X(t) and Y(t) can be represented as the RealPart and
ImaginaryPart of some complex-valued function Z(t).
Remember that complex numbers are isomorphic to
vectors in the plane. They are also isomorphic
to the even subalgebra of the Clifford algebra in
two dimensions, as discussed at
http://www.av8n.com/physics/complex-clifford.htm
so don't be too quick to dismiss the ImaginaryPart of
Z(t) as unphysical. The terminology of RealPart and
ImaginaryPart are unduly pejorative IMHO. The ImaginaryPart
is often no less *real* than the RealPart :-)

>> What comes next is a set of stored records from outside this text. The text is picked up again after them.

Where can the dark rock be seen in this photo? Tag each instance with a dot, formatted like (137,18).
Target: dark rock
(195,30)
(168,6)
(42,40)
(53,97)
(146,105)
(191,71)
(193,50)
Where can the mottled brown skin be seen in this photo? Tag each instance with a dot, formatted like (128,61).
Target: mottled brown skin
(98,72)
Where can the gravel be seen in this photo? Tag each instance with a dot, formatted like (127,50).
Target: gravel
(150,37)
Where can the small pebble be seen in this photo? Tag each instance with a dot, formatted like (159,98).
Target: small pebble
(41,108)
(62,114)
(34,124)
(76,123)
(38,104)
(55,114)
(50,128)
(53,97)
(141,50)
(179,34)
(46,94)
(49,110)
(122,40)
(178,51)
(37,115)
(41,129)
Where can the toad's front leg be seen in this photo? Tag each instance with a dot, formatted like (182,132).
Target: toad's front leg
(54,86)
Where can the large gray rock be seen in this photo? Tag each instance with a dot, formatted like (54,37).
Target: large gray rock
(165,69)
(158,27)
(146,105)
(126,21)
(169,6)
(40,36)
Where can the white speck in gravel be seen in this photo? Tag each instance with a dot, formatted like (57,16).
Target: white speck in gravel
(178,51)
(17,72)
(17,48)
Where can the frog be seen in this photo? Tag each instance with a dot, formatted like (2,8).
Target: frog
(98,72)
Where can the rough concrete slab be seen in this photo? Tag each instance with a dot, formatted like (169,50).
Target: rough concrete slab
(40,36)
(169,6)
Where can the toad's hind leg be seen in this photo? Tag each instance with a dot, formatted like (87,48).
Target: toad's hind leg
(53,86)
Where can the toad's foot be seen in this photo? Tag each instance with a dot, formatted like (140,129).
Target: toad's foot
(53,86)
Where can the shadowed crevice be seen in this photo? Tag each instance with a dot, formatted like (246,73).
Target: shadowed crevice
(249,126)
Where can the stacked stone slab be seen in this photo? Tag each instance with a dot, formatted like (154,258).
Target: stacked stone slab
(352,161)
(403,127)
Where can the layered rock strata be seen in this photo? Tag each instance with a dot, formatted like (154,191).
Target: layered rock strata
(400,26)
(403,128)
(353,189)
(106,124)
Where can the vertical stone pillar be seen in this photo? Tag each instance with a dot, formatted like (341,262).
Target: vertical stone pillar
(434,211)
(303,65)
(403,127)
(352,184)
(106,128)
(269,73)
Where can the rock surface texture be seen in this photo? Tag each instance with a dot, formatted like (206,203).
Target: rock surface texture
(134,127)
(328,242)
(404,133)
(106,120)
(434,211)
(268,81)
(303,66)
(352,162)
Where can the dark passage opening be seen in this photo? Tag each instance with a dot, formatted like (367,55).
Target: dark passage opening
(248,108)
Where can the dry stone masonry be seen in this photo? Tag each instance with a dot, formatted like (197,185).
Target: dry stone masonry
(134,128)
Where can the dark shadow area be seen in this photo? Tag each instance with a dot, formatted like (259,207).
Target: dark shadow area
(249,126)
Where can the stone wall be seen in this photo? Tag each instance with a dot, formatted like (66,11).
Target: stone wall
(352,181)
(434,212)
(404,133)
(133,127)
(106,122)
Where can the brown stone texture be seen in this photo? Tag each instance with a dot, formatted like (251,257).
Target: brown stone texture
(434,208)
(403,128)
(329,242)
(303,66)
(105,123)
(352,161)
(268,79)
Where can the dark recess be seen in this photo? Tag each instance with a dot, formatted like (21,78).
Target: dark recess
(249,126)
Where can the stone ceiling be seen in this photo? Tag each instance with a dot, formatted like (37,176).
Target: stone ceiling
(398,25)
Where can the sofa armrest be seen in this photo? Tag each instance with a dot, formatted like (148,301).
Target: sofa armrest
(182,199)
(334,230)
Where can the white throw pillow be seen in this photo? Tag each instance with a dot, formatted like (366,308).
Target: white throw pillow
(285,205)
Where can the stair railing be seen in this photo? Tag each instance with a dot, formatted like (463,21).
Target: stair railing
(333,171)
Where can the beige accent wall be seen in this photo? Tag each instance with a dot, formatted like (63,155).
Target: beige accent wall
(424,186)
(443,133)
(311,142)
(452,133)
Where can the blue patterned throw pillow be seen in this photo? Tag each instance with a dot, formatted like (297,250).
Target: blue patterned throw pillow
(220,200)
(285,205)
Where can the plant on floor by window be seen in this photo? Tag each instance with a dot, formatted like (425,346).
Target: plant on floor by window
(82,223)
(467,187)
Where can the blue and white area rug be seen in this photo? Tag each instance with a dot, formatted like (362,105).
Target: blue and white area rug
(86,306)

2) Similarly if you have a narrowband signal, negative
frequency is a good way to represent the lower sideband
i.e. stuff below the carrier frequency, while positive
frequency represents the upper sideband.

3) For a signal with time-samples spaced every delta_t,
the negative frequency omega is entirely synonymous
with the positive frequency (2pi/delta_t - omega) ...
because of aliasing. The signal in frequency-space
is guaranteed periodic; you have the choice of
whether the period you choose to display is
-- from -pi/delta_t to +pi/delta_t
(showing lots of negative frequencies)
-- from 0 to 2pi/delta_t
(showing the same thing using only positive f)
-- from 0 to pi/delta_t
(which suffices if A(f) [which some people are
calling F(w)] is known to be an even function)
(be sure to put back the other half of the data
before attempting to calculate the inverse transform)

> The
> distributions of F(w), for the f(t)=cos(A*t) wave trains, are
> always symmetrical with respect to w=0;

That assumes Z(t) is a real-valued function, which
may be the only case of interest to you, but is not
"always" true, as I mentioned above.